Son zamanlarda ülkemizde neler oluyor, neden oluyor diye insan kendini düşünmekten alıkoyamıyor maalesef. Ülkemize yönelik uzun zamandır devam eden hedefli, planlı, organize saldırıların yeni bir boyutu ile karşı karşıya mıyız?
Bugünlerde sinir uçlarımızla oynama çabaları en üst safhaya gelip dayanmış durumda. Özellikle yaşanan olaylar münferit olaylar olsa da milletimizin en hassas olduğu aile mahremiyeti, namus, kutsal değerler gibi konularda yoğunlaşması dikkat çekiyor.
Açık bir şekilde yine provokatif hadiselere şahit oluyoruz. Yine soğukkanlı olmalı, sağ duyumuzu korumalıyız.
Bunlar daha önce görmediğimiz, topluma mal olmayacak münferit, anormal işler. Dikkat çeken nokta, farklı şehirlerde eşzamanlı sahnelenen “infial yoklama” faaliyetleri olarak gözüküyor.
Kürt-Türk ayrımı, Sünni-Alevi çatışması, Sağcı-Solcu kavgası hatta bir ağacı kestirmeyiz diye başlayan boykotun koca bir ülkeye sirayet ettirilme çabası sonuç vermeyince zaman zaman aralıklarla toplumsal farklı alanlarda denemelere bıkmadan usanmadan yenilmeyi kabul etmeden devam ediyorlar. Kim bunlar bilmiyoruz. Belki de hiç bir zaman öğrenmeyeceğiz. Bu noktada bu işleri tezgahlananları öğrenmemiz önemli mi, bence değil. Önemli olan her ne konu, her ne olay olursa olsun toplum olarak galeyana gelmememizdir. Mutlaka tepki göstereceğiz, mutlaka sesimizi yükselteceğiz. Ama çığlık çığlığa bağırarak, tepinip sağı sola saldırıp vurup kırarak değil. O zaman ne söylediğimiz çok yüksek sesin yarattığı kirlilikten anlaşılmaz, vurup kırarsak da haklıysak haksız duruma düşeriz. Tepkisiz kalmak, sağır, dilsiz, kör taklidi yapmak da bir o kadar yanlış. Olayı iyi tahlil etmeli, sakince suların durulması beklenmeli sonrasında bir durum tespit çalışması, asla kabul edilemez, kırmızı çizgi uyarısı, tekrarının engellenmesi için gerekli tepkinin ilgili makamlara iletilip, kamuoyunda aynı nakaratı tekrar ederek sesimizin gür çıkması sağlanıp kararlı olduğumuzun ortaya konulması gerekmez mi?
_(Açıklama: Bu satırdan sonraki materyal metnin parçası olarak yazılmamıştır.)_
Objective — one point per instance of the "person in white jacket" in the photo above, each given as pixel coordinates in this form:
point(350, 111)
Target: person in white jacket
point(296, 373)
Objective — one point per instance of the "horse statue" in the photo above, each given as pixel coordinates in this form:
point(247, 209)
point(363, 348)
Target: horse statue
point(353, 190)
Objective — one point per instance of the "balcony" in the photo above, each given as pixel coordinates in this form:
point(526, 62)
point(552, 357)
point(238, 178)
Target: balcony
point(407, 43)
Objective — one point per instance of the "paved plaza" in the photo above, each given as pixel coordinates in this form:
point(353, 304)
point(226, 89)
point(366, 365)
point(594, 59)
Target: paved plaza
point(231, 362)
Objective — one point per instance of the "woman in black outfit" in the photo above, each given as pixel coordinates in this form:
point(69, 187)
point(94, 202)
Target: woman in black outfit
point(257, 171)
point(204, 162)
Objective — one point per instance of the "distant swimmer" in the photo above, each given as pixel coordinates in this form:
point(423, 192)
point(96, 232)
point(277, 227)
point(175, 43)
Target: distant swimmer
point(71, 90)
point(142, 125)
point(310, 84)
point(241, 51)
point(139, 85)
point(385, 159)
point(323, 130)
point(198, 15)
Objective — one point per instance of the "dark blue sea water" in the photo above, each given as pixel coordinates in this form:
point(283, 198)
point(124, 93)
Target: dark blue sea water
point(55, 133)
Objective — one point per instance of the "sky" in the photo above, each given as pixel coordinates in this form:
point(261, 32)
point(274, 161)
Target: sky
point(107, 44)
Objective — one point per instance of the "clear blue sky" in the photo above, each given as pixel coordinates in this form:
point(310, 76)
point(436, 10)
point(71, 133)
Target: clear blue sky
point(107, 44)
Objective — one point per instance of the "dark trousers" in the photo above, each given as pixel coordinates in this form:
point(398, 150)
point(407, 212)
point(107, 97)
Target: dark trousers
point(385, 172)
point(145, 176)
Mülteci sorunu maalesef önümüzdeki beş yıl gibi kısa bir süre içerisinde sadece bizim değil tüm dünyanın birinci gündem maddesi haline gelecektir. Başıboş bırakılabilecek kadar hatta ilginin az eksik olabilmesine müsaade edecek kadar hafife alınacak bir sorun değil. Misafir olabilirler, yerleşip kalabilirler de ama hızla çoğalan bir milletin bizim topraklarımızda ne kadar misafir olsa da, geçmişte bizlere yapılan ‘Nüfus Aile Planlama Seferberliği’ gibi bir kampanyanın acilen hayata geçirilmesi gerekmektedir. Şayet bizler ortalama bir ila iki çocuklu aileler olarak diğer milletlerden topraklarımıza iltica etmiş, yerleşmiş, misafir olmuş aileler ortalama yedi, sekiz çocuk yapıyorsa zaten basit bir matematik hesabı olarak karşımıza beş yıl gibi kısa bir süre sonra bizler azınlık onlar çoğunluk olarak çıkacaklar. Yaşanan bu son olayları bile unutturacak asıl meselemizin henüz farkında değiliz, konuşmadık, konuşmuyoruz, acilen ilgili birimlerimizin harekete geçerek acilen gündemin ekonomiden sonraki ilk maddesi olarak hayata geçirmeliyiz.
İlkeli Söz; ‘Etrafınıza şöyle bir göz gezdiriniz! Gerçek hayat denilen şeyin ne olduğunu, nerede olduğunu bilmiyoruz bile! Kitaplarımızı, hayallerimizi elimizden alsalar, öylece ortada kalakalacağız.’